For the first time in New Suffolk School history, which spans more than a century, residents voted 83-14 on Tuesday to shutter the school and send its remaining students to the Southold School District. 

Since 1907, the small school district had taught only elementary grades in the historic red schoolhouse on Fourth Street and tuitioned its secondary school students to neighboring districts.

The school almost closed in April 2018 before its Board of Education voted unanimously to cancel a similar districtwide vote on whether the 15 students then attending should be sent to Southold.

With Tuesday’s vote, New Suffolk will become a non-instructional school district at the end of the current school year. It will no longer provide day-to-day instruction within its own building, although the transition will have no immediate impact on that building or the school property. 

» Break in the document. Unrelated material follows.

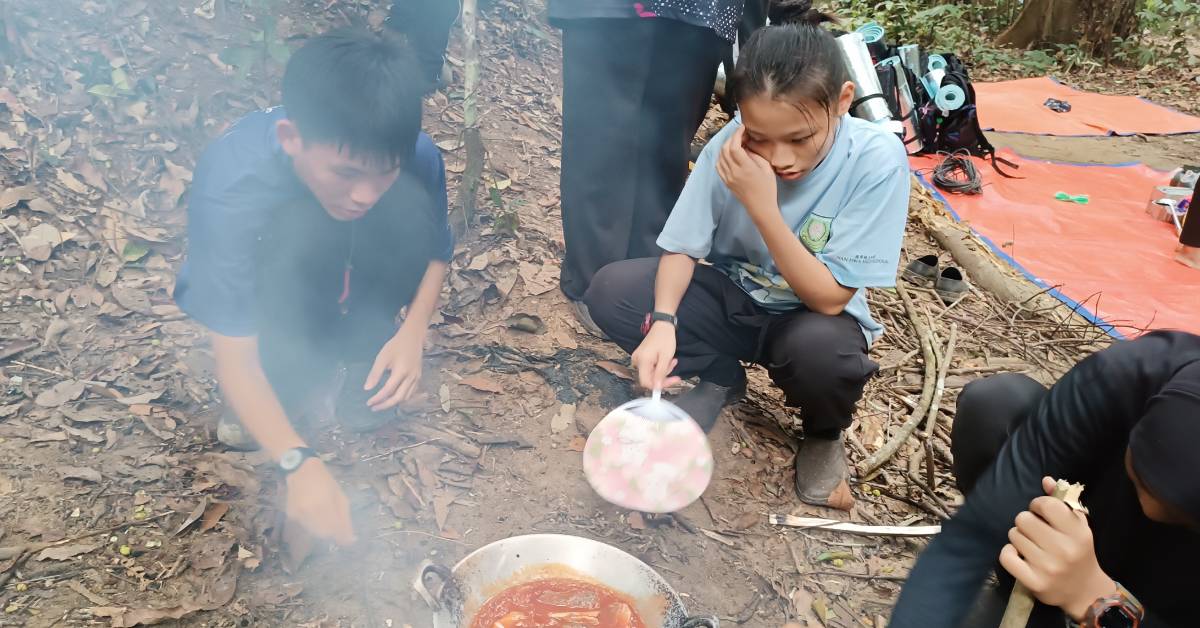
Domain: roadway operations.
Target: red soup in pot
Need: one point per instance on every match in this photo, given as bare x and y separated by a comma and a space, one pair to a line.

With the change approved, all New Suffolk students in grades K through 12 will attend Southold Union Free School District starting in September. Tax dollars that formerly covered their New Suffolk enrollment will be passed on the Southold school district as tuition payments.

Currently, 15 high school and two elementary students from New Suffolk attend school in Southold. This fall, they will be joined by the six elementary students still being taught in New Suffolk, who have two teachers. The New Suffolk Common School District and its Board of Education will remain intact and will make decisions on maintenance of the buildings and grounds, along with the school budget and their students’ tuition agreements. The district will also have its own tax rate, according to Superintendent Joe Vasile-Cozzo.

Several meetings where held ahead of the vote so community members could weigh in on the district’s shift in status — and on the future of its building and grounds. The Board of Education has discussed the possibility of seeking landmark status for the building and a public hearing was held Feb. 27.

“The community has really expressed that they don’t want the building to change and they’re really concerned about the [preservation of] the location and open space that we have in the field,” Mr. Vasile-Cozzo said. “This board has made a commitment to look at all options and hear [the community’s] input.”

Landmark status would allow district officials to make renovations inside the school, if needed, but would ensure that the exterior of the historic structure remains the same, he added.

The New Suffolk district has been included on the New York State Comptroller’s fiscal stress list since January 2019. Last school year, it was listed as under moderate fiscal stress, and this year was deemed under “significant stress,” the highest risk category. 

Mr. Vasile-Cozzo said there has been “nothing but positive feedback” about the decision to become a non-instructional school district.

“[We] want to make sure the kids are taken care of, and they get a good education,” he said, “and we move forward from there.”